# Plot electric potential and field

I am trying to plot the electric potential of a dielectric cylinder along with its field. The potential is a piecewise function:

F[r_, f_] :=
Piecewise[{{-2 e r Cos[f]/(1 + er),
0 <= r < a}, {-e r Cos[f] + (er - 1)*a^2 *e*r^(-1)*Cos[f],
r >= a}}](*electorstatic pottential*)
e = 500;(*outer electric field*)
a = 0.02;(*cylinder's radius*)
er = 2;(*relevant acceptance*)


What's the best way to plot this function (potential), with its derivative (electric field)?
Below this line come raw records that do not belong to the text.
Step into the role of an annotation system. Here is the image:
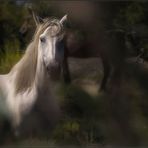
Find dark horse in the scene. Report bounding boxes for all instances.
[18,2,140,90]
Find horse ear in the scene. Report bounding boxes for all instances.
[28,7,43,26]
[60,14,67,24]
[32,12,44,26]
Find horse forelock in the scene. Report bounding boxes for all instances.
[11,19,62,93]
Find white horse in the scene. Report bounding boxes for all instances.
[0,15,67,136]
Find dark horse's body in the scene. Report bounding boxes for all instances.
[18,1,140,90]
[63,27,126,90]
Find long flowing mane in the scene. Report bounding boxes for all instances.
[11,18,60,93]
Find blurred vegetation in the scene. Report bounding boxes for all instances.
[0,0,148,145]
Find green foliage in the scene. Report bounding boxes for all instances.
[0,39,22,73]
[114,2,145,28]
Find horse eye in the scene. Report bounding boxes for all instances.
[40,37,46,43]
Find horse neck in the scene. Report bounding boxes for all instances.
[35,48,50,90]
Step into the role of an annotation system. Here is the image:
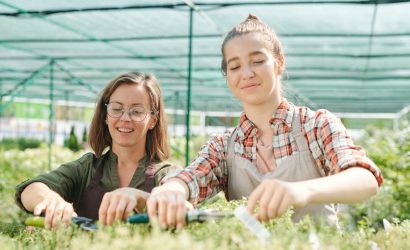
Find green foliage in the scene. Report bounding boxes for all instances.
[351,128,410,228]
[0,138,43,150]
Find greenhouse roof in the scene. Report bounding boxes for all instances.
[0,0,410,114]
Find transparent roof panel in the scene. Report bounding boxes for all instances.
[0,0,410,113]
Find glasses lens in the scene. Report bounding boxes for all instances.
[107,102,124,118]
[129,107,147,122]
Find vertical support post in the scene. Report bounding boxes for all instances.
[185,7,194,166]
[393,117,400,132]
[174,91,179,136]
[199,111,207,135]
[48,60,55,170]
[0,79,4,139]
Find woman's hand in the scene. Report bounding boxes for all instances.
[147,181,193,229]
[248,180,309,221]
[21,182,77,228]
[33,194,77,228]
[98,187,149,225]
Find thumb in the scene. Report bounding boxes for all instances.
[33,201,47,216]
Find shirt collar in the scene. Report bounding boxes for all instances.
[269,98,295,130]
[238,98,295,140]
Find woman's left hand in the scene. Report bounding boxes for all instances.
[98,187,149,225]
[247,179,309,221]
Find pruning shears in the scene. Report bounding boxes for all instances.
[127,209,233,224]
[25,209,233,231]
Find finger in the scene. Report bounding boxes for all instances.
[176,195,187,229]
[247,182,265,214]
[182,200,194,211]
[114,199,127,221]
[166,197,178,228]
[51,201,66,228]
[33,200,47,216]
[158,195,169,228]
[98,193,109,225]
[44,199,56,228]
[62,204,76,226]
[147,195,158,219]
[277,192,292,216]
[258,185,275,221]
[105,197,118,225]
[122,200,138,220]
[267,188,285,220]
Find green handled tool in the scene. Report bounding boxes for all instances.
[24,216,98,231]
[25,209,233,231]
[127,209,233,224]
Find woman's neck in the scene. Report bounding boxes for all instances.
[112,144,145,168]
[244,96,282,134]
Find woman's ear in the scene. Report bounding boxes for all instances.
[149,116,158,129]
[276,54,285,75]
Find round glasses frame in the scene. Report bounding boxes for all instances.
[105,102,157,122]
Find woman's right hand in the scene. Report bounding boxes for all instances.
[21,182,77,228]
[147,180,193,229]
[33,195,77,228]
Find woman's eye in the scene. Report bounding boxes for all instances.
[253,60,265,64]
[131,110,144,115]
[229,66,239,70]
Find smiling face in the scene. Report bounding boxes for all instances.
[224,33,280,109]
[106,83,156,152]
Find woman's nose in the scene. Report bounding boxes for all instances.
[242,65,255,79]
[120,110,131,121]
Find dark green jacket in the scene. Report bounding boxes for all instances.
[15,150,178,211]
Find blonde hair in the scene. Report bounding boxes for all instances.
[88,72,169,161]
[221,14,285,75]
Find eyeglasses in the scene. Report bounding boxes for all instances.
[105,102,156,122]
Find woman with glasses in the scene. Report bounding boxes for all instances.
[16,72,179,228]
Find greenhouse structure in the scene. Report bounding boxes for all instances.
[0,0,410,250]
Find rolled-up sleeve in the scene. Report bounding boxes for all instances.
[162,134,229,205]
[315,110,383,186]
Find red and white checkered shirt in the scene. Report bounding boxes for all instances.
[163,99,383,204]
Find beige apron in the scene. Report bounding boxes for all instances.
[227,110,338,226]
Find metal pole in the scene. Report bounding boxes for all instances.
[0,79,4,139]
[185,7,194,166]
[174,91,179,136]
[48,60,55,170]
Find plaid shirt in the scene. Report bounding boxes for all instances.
[164,99,383,204]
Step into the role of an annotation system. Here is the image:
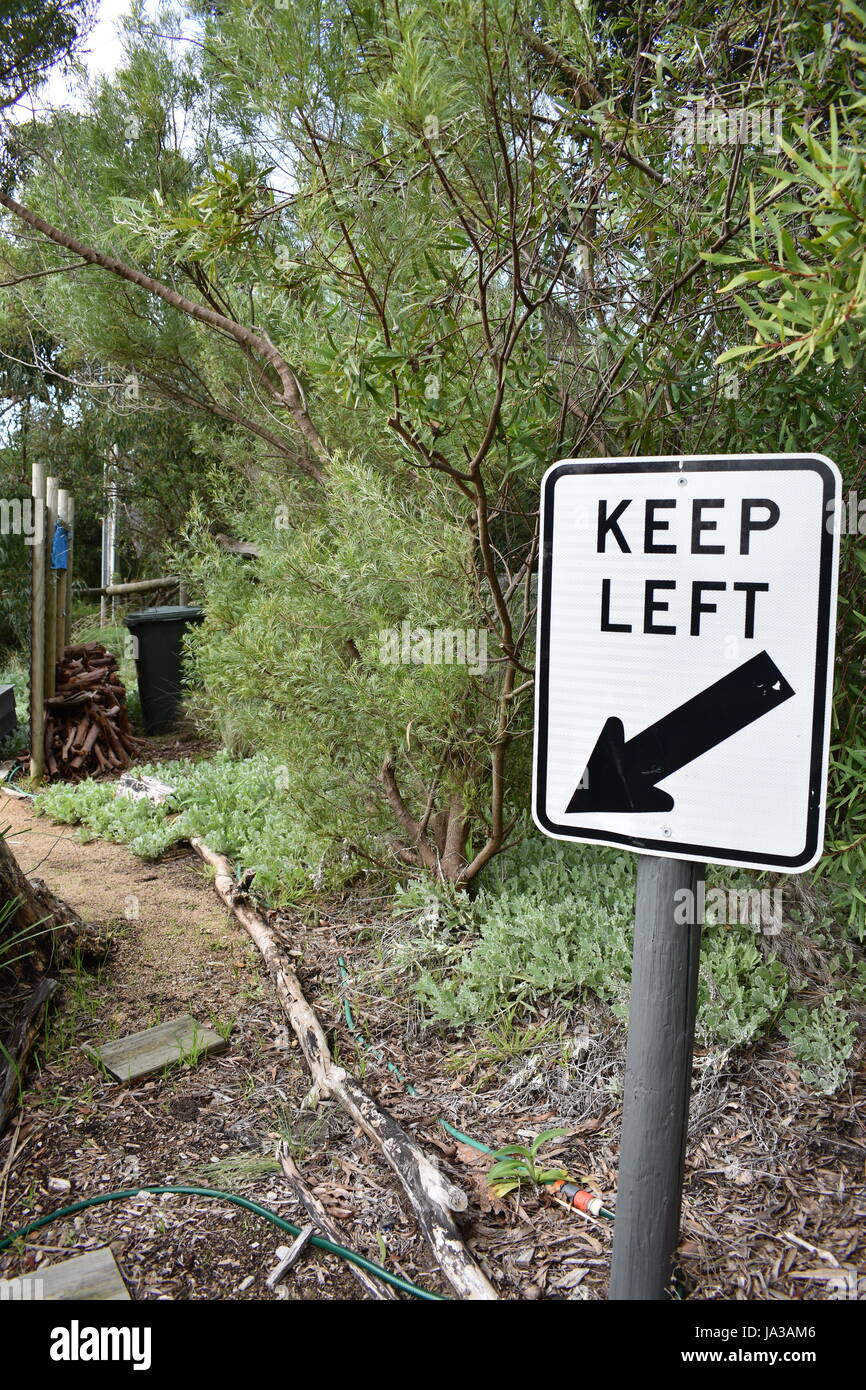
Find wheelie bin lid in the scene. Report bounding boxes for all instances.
[124,605,204,628]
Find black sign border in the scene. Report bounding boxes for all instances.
[534,455,841,873]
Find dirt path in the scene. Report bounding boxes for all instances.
[0,795,375,1298]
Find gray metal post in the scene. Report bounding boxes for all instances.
[609,855,703,1300]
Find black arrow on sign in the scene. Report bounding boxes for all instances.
[566,652,794,815]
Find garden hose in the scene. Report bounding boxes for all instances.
[0,1183,448,1302]
[338,956,616,1220]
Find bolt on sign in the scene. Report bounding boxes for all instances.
[532,455,841,873]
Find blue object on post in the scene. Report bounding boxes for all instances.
[51,521,70,570]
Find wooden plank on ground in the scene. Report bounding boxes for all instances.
[86,1013,228,1081]
[0,1245,129,1302]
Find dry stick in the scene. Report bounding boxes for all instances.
[0,977,57,1136]
[264,1223,316,1289]
[190,838,499,1298]
[277,1143,396,1301]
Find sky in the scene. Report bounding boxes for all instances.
[15,0,142,121]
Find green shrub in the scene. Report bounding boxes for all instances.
[408,831,822,1047]
[36,752,356,905]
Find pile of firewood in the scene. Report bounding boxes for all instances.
[44,642,140,781]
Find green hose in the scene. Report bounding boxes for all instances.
[0,1184,448,1302]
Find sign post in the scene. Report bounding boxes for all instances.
[532,455,841,1298]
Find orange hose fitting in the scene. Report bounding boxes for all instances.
[549,1177,603,1216]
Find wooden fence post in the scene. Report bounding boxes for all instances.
[54,488,70,660]
[63,492,75,646]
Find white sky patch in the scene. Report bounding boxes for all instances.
[7,0,195,121]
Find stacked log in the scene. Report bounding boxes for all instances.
[44,642,140,781]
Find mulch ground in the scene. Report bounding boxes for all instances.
[0,783,866,1301]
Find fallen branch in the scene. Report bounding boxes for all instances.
[190,838,498,1300]
[277,1143,396,1301]
[0,977,57,1137]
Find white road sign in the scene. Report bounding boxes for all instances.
[532,455,841,873]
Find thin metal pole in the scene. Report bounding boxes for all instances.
[31,463,46,784]
[44,478,60,699]
[56,488,70,660]
[609,855,703,1300]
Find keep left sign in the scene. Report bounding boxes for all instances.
[532,455,841,873]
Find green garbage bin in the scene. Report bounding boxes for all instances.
[124,606,204,734]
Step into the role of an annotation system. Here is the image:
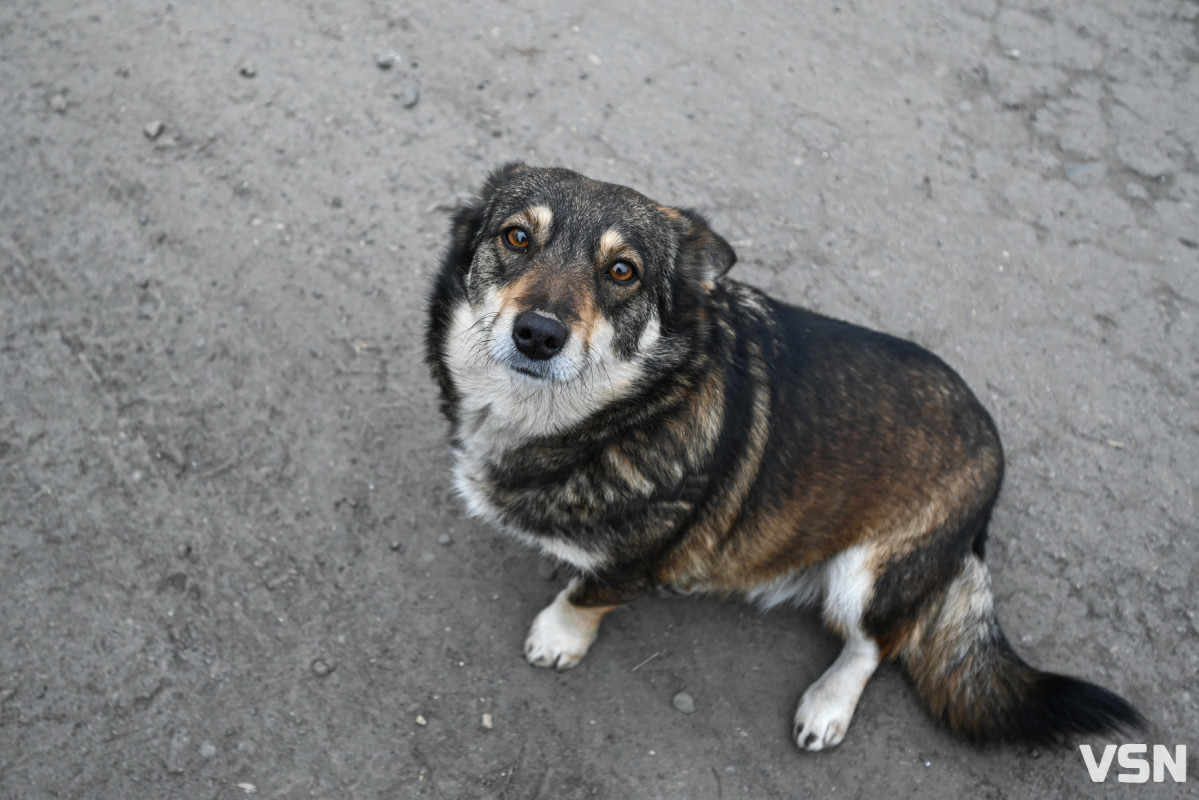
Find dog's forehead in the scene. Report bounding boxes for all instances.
[494,168,663,236]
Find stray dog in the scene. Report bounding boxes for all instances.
[427,164,1143,750]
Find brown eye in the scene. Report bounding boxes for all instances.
[504,227,529,249]
[608,261,637,283]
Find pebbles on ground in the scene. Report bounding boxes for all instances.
[670,692,695,714]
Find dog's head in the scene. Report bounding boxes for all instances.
[442,164,736,431]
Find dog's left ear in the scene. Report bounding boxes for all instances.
[670,209,737,283]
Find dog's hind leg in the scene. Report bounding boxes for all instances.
[524,578,640,669]
[791,547,880,751]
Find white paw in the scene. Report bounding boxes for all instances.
[791,681,857,751]
[525,589,600,669]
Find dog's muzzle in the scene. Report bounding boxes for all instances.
[512,311,568,361]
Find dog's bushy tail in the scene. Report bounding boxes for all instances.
[898,554,1144,745]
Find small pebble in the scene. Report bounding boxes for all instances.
[670,692,695,714]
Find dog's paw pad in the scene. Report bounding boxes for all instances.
[525,602,595,669]
[791,691,854,752]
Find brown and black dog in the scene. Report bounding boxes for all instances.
[428,164,1141,750]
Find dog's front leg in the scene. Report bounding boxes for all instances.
[525,578,639,669]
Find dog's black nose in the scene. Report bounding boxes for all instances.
[512,311,566,361]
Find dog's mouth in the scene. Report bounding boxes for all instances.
[508,363,549,380]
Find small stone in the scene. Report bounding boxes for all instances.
[1065,161,1108,184]
[670,692,695,714]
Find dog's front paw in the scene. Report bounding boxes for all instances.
[525,589,600,669]
[791,681,857,751]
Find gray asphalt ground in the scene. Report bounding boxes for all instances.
[0,0,1199,800]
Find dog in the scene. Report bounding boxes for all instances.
[426,163,1144,751]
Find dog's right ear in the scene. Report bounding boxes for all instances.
[447,162,528,279]
[446,204,483,278]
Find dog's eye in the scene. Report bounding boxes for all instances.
[504,225,529,249]
[608,261,637,283]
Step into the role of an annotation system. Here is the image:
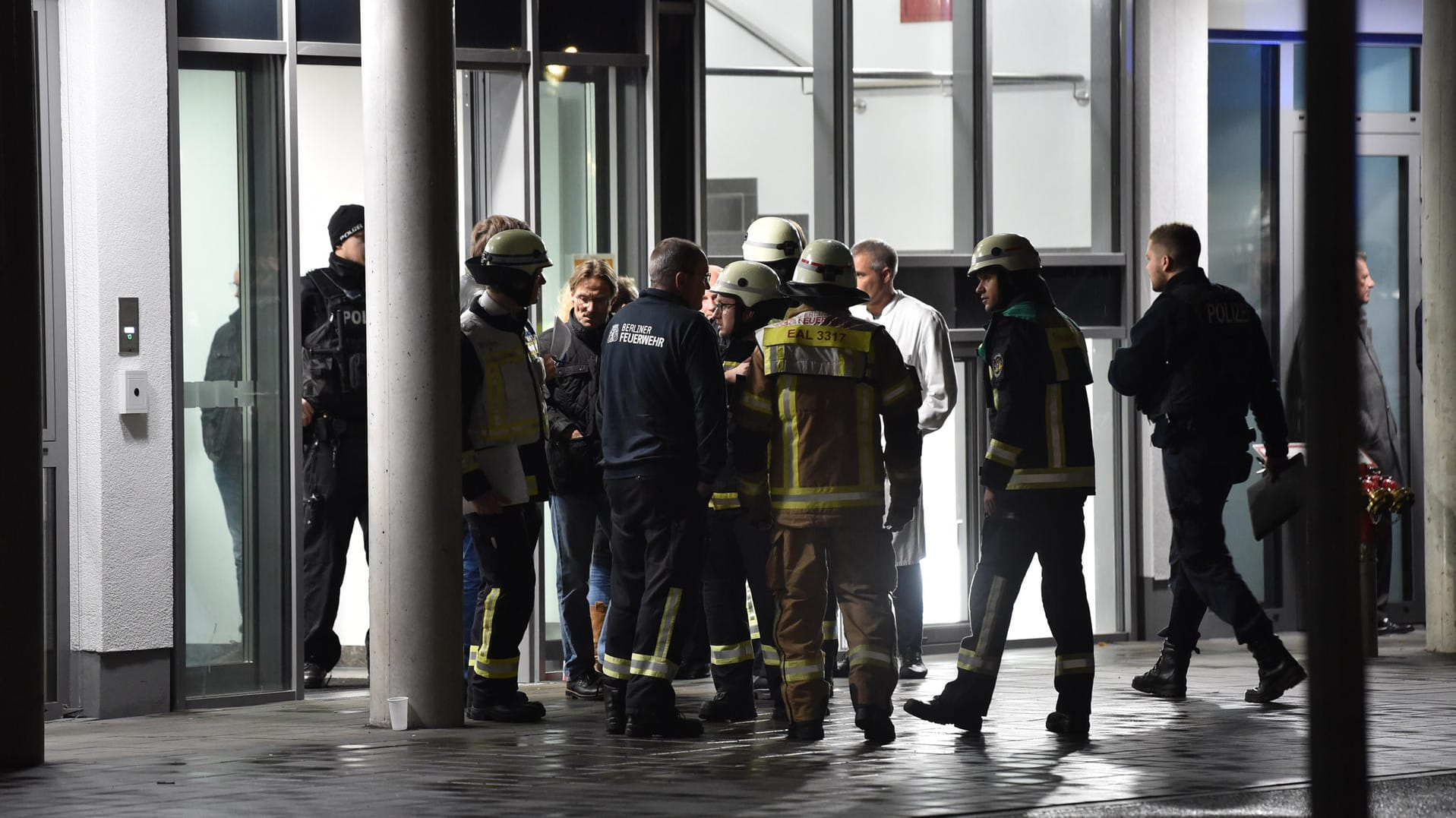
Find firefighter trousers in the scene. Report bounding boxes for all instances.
[465,502,542,698]
[602,476,701,715]
[703,508,783,699]
[769,524,900,722]
[952,492,1095,716]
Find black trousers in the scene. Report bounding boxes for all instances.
[952,492,1095,716]
[1159,443,1274,649]
[703,510,782,699]
[602,476,708,715]
[894,562,924,659]
[465,502,542,698]
[303,437,368,672]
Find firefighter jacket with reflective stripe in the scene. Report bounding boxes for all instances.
[460,292,546,502]
[734,308,921,529]
[710,335,759,511]
[298,253,368,428]
[977,297,1097,495]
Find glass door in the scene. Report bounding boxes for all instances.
[173,55,295,706]
[1283,125,1426,621]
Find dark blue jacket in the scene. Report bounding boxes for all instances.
[597,289,728,483]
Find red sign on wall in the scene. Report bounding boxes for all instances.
[900,0,951,24]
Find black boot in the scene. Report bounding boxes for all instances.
[903,681,981,732]
[1132,639,1197,699]
[1243,635,1307,705]
[602,681,627,735]
[854,705,895,744]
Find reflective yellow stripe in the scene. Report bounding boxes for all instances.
[986,438,1021,466]
[1006,466,1097,489]
[759,323,870,352]
[632,653,677,681]
[708,642,753,665]
[849,645,895,670]
[1056,653,1097,675]
[602,653,632,678]
[955,648,1000,675]
[1047,383,1067,469]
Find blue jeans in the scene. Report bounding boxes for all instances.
[460,520,481,681]
[551,491,611,680]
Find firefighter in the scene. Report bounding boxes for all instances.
[904,233,1095,738]
[460,230,552,722]
[734,240,921,744]
[697,261,789,722]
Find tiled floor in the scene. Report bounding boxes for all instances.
[0,632,1456,816]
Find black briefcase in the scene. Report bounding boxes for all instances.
[1249,454,1305,540]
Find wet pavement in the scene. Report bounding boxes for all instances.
[0,632,1456,816]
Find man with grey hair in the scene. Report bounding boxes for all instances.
[849,238,956,678]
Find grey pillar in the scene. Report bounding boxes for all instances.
[0,3,45,770]
[1302,0,1369,815]
[359,0,462,728]
[1417,0,1456,653]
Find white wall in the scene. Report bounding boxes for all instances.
[60,0,173,652]
[1130,0,1208,580]
[1208,0,1420,33]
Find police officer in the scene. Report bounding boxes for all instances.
[460,230,552,722]
[904,233,1095,738]
[597,238,727,738]
[1107,223,1305,702]
[743,216,804,283]
[697,261,789,722]
[298,204,368,688]
[734,240,921,744]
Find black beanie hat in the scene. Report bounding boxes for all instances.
[329,205,364,248]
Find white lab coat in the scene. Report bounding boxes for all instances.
[849,289,958,566]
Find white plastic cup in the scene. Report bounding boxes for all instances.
[389,696,409,731]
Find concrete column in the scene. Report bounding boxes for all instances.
[359,0,463,728]
[0,3,45,770]
[1417,0,1456,653]
[1129,0,1218,623]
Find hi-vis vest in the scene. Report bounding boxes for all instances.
[738,310,921,526]
[460,310,546,450]
[977,302,1097,494]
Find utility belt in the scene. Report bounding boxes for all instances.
[1149,415,1254,448]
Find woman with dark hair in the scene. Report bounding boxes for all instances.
[538,259,617,699]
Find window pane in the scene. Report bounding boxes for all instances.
[703,0,814,68]
[990,0,1094,251]
[178,0,280,39]
[456,0,526,48]
[298,0,359,43]
[853,3,970,251]
[1294,43,1420,113]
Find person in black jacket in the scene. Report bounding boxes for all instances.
[537,259,617,699]
[298,204,368,687]
[1107,223,1305,703]
[202,268,243,605]
[597,238,728,738]
[697,261,792,722]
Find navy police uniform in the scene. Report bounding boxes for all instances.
[1108,268,1287,655]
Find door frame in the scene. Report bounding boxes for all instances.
[1278,111,1426,629]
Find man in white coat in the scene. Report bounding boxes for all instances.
[851,238,956,678]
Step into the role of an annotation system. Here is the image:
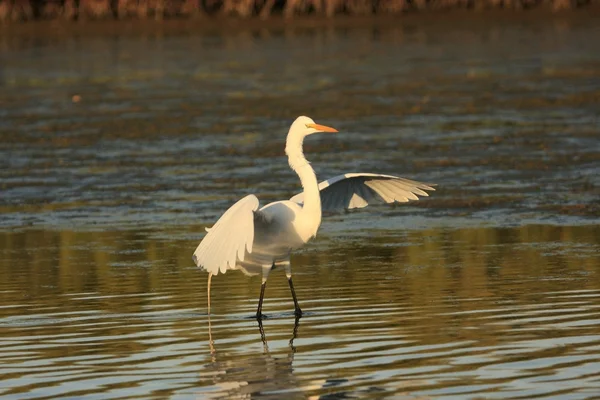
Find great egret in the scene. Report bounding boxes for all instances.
[193,116,435,319]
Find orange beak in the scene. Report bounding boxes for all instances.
[306,124,338,132]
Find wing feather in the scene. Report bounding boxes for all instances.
[193,194,260,275]
[290,173,435,211]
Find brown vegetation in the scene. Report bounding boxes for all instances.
[0,0,600,22]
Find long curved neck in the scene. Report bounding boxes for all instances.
[285,135,321,228]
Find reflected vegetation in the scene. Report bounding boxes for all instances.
[0,225,600,398]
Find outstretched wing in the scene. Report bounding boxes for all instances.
[192,194,259,275]
[290,173,435,211]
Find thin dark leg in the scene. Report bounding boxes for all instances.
[288,276,302,318]
[256,282,267,320]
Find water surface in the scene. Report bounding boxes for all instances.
[0,15,600,399]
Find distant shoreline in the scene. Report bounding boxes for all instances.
[0,7,600,36]
[0,0,600,26]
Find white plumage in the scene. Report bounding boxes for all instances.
[193,117,435,319]
[290,173,435,212]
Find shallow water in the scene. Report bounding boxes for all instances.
[0,16,600,399]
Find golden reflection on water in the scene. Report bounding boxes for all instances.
[0,225,600,398]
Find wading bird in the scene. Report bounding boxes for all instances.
[193,117,435,320]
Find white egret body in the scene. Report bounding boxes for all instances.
[193,117,434,319]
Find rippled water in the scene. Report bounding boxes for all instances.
[0,16,600,399]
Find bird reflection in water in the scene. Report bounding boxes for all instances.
[201,318,306,399]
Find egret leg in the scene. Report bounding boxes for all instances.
[256,279,267,321]
[285,261,302,318]
[206,272,212,315]
[256,264,273,320]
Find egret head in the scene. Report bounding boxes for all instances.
[290,116,337,136]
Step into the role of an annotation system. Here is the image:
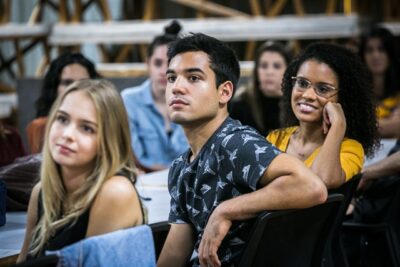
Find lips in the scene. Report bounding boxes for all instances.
[57,144,75,154]
[297,103,317,113]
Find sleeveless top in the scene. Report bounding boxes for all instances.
[35,171,146,257]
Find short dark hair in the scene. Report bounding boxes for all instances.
[36,52,99,118]
[282,43,379,156]
[252,41,293,98]
[167,33,240,91]
[147,20,182,59]
[359,25,400,98]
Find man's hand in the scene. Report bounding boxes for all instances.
[199,207,232,267]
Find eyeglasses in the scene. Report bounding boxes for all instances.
[60,79,75,87]
[292,77,339,98]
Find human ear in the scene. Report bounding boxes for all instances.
[218,81,233,104]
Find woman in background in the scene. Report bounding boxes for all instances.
[18,80,144,262]
[267,43,379,189]
[359,26,400,138]
[230,42,291,135]
[26,53,98,154]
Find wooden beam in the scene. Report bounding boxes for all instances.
[49,15,360,46]
[267,0,287,17]
[293,0,306,17]
[170,0,250,17]
[325,0,337,15]
[250,0,261,16]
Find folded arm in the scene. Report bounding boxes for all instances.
[311,102,346,189]
[199,154,327,266]
[157,224,194,267]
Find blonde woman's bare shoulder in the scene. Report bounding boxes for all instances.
[98,175,137,201]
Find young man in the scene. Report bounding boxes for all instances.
[158,34,327,266]
[121,21,188,171]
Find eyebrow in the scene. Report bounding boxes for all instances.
[167,68,206,75]
[57,109,97,127]
[298,76,336,89]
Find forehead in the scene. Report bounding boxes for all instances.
[260,51,285,62]
[58,91,97,122]
[150,44,168,60]
[61,63,89,80]
[366,37,382,47]
[297,59,338,85]
[169,51,212,72]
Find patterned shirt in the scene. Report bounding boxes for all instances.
[168,118,281,266]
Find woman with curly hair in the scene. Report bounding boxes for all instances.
[359,26,400,138]
[230,42,292,136]
[18,79,145,262]
[26,53,99,154]
[267,43,379,188]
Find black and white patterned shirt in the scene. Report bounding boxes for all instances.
[168,118,281,266]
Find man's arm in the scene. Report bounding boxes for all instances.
[311,102,346,188]
[157,224,194,267]
[199,154,327,266]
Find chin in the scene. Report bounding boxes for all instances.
[262,89,282,97]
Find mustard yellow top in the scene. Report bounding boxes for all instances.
[267,126,364,181]
[376,94,400,119]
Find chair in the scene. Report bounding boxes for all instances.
[321,173,362,267]
[342,186,400,267]
[239,194,343,267]
[150,221,171,260]
[12,254,59,267]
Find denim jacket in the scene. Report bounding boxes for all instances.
[121,80,189,170]
[52,225,156,267]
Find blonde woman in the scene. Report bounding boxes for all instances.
[18,80,144,262]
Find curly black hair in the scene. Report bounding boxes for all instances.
[282,42,379,156]
[359,25,400,98]
[36,52,99,118]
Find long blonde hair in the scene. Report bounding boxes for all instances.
[31,80,136,254]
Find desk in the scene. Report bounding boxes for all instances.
[0,170,170,266]
[0,212,26,262]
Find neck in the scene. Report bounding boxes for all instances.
[295,122,325,145]
[61,167,91,196]
[373,74,385,98]
[183,112,228,161]
[152,88,171,132]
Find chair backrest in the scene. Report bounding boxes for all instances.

I tried to plot it using ContourPlot, but it doesn't look nice (I am not a Mathematica expert apparently)

ContourPlot[-2 e r Cos[f]/(1 + er), {r, 0, a}, {f, 0, 2 Pi}]
ContourPlot[-e r Cos[f] + (er - 1)*a^2 *e*r^(-1)*Cos[f], {r, a,
2 a}, {f, 0, 2 Pi}]
Show[%, %%]


What I am trying to achieve is a sophisticated plot, with the cylinder at the origin, where the equipotential lines and the electric field lines will be plotted. I found something like that on the net (specifically the page "Gradient field plots in Mathematica"), but I don't know how to modify it...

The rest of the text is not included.